0 stars 1 forks source link

Extract windows efficiently #5

Open skjerns opened 1 year ago

skjerns commented 1 year ago

I looked into my code base and it seems like that the sklearn library has changed, so the function _extract_patches is now hidden. I also wrote the function from scratch back then, not using sklearn, as I needed more flexibility.

Nevertheless, this is how you could use the extract_patches function to extract windows:

def extract_windows(arr, wlen, step, axis=-1):
    """
        Parameters
    ----------
    arr : np.ndarray
        input array of arbitrary dimensionality
    wlen : int
        window length in sample points
    step : int
        steps in sample points between window starts
    axis : in, optional
        Along which axis to extract, e.g -1 if the time dimension is the last
        dimension.The default is -1.

    Returns
    -------
    windows : np.ndarray
        extracted windows. first dimension is the number of windows
    """
    patch_shape = list(arr.shape)
    patch_shape[axis] = wlen
    windows = _extract_patches(arr, patch_shape, extraction_step=step)
    windows = windows.squeeze()
    # arrays are views, so no changing of values allowed for safety
    windows.setflags(write=False) 
    return windows

I have tested it and it seems to work.
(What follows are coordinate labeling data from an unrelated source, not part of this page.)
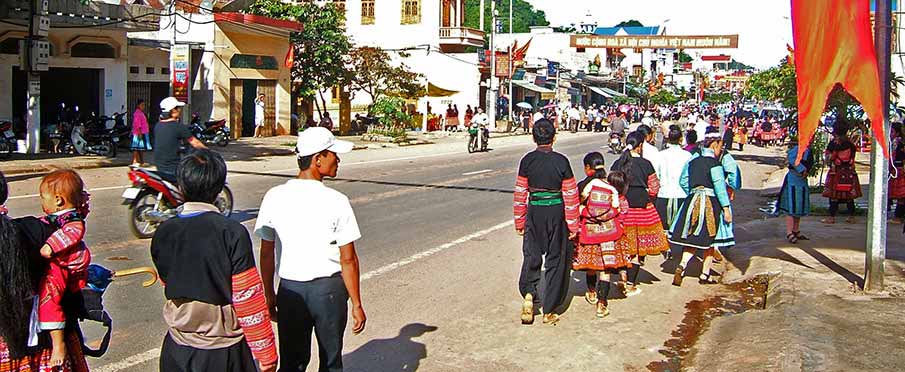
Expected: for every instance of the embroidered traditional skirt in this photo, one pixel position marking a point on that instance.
(644, 233)
(832, 179)
(897, 185)
(698, 221)
(599, 257)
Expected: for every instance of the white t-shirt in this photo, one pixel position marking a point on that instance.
(309, 222)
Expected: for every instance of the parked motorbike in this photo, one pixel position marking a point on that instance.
(615, 143)
(476, 142)
(214, 131)
(7, 139)
(153, 200)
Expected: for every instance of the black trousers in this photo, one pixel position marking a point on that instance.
(546, 242)
(178, 358)
(320, 305)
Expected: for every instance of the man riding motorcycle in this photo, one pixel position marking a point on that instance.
(168, 135)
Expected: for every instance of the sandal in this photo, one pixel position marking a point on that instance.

However, no garantuee, I just wrote it quickly. The arrays are created as views, that means when you change the value in window 0, and window 1 has an overlapping part of the same value (e.g. timepoint 2 is part of window 0 and window 1), the value will also be changed in window 1. Therefore the array is set as write=False. Might be that this makes problems, if this is the case, you need to resort to use another function or copying the arrays once.
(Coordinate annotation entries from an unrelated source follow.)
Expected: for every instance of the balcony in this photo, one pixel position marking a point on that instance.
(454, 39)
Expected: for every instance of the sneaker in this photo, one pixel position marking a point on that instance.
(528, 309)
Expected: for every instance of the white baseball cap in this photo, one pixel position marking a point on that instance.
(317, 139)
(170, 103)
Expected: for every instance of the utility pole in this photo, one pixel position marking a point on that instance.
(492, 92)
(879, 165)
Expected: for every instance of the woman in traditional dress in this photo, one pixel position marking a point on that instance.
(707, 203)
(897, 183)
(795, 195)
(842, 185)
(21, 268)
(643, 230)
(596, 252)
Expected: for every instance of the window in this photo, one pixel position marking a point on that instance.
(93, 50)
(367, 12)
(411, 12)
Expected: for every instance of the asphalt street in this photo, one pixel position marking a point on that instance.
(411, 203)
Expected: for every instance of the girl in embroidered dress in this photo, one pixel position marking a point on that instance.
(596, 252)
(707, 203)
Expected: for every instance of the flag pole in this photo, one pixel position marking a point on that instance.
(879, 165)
skjerns commented 1 year ago

btw this is what ChatGPT came up with:

def extract_time_windows(eeg_data, window_size, step_size):
    num_trials, num_electrodes, num_samples = eeg_data.shape

    # Calculate the number of windows that will fit in the EEG data
    num_windows = int(np.floor((num_samples - window_size) / step_size) + 1)
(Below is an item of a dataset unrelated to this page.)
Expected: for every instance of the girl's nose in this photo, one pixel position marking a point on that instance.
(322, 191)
    # Create an empty array to store the extracted windows
    extracted_windows = np.zeros((num_trials, num_electrodes, num_windows, window_size))

    # Loop through each trial and electrode
    for trial in range(num_trials):
        for electrode in range(num_electrodes):
            # Extract windows for the current trial and electrode
            for i in range(num_windows):
                start_idx = i * step_size
                end_idx = start_idx + window_size
                extracted_windows[trial, electrode, i, :] = eeg_data[trial, electrode, start_idx:end_idx]

    return extracted_windows.swapaxes(0, 2).swapaxes(1,2)

when running the two functions on the same input, they return the same result. Maybe use the one from ChatGPT, as long as there are no performance issues. But you will already see that function two takes significantly longer.

array = np.random.rand(96, 64, 301)
wlen = 10
step = 1
w1 = extract_windows(array, wlen, step)
w2 = extract_time_windows(array, wlen, step)

np.testing.assert_array_equal(w1, w2)
esmondo commented 1 year ago

The function with extract_patches is the fastest. The output window extraction (not the decoding):

Elapsed time of X_timewindows1: 0.06 seconds (my func) Elapsed time of X_timewindows2: 0.00 seconds (extract_patches) Elapsed time of X_timewindows3: 1.20 seconds (chatGPT)

all the functions return 4D array (n_windows, n_epochs, n_channels, n_samples).